The state Legislature will spend time this week hammering out the details of a school voucher bill. Those specifics will determine who will be able to use public money to attend private school. Governor Bill Haslam has said he wants to make vouchers available only to students who attend failing schools and qualify for free or reduced prices lunches. If the governor gets his way, then most of the students who qualify for vouchers will be from Memphis where 69 of the state’s 83 lowest performing schools are located, and 85 percent of students are economically disadvantaged. Additionally, six of the state’s lowest performing schools are located in or around Nashville, six more are in Chattanooga, one is in Knoxville, and one is in Hardeman County.
But many Republicans at the state Capitol want to make vouchers available to even more children. The house sponsor of the voucher bill, Representative Bill Dunn of Knoxville, says he has had the same conversation over and over with different lawmakers. “What I’ve told people who really want to expand it [the voucher bill] is, ‘Down here votes are everything.’” Dunn recounted. “‘If you can come to me with 50 to 55 votes saying they want the expanded version, then we can talk to the governor about expanding it.’”
Blake Farmer spends a great deal of his time on the floor of the state Legislature in Nashville covering government business for WPLN. “The question that gets asked is, ‘What about the kid who is in a mediocre schools? And the family makes a little bit too much money to qualify? Shouldn’t they also get a voucher?’” Farmer said.
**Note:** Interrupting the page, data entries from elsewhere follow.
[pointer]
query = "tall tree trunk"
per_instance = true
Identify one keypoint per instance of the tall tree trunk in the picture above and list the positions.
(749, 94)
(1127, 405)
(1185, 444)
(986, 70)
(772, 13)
“Something is going to pass,” Farmer said. “But where people come down on how broad a program should be, that has a lot to do with geography, not just party affiliation.”
Democrats largely oppose vouchers, but some from Memphis have come to support them, because they believe they will benefit families in their districts.
“Republicans as a group favor vouchers, but once you start talking about something that would be truly statewide, you’ve got lawmakers in outlying areas who are already hearing concerns from their local school boards,” Farmer said.
Many school boards across the state worry that if vouchers are offered to their students, district schools will suffer. “They might loose students from a class here or there,” Farmer explained. “While the state money walked out the door with that kid, it didn’t get much cheaper to run that school.”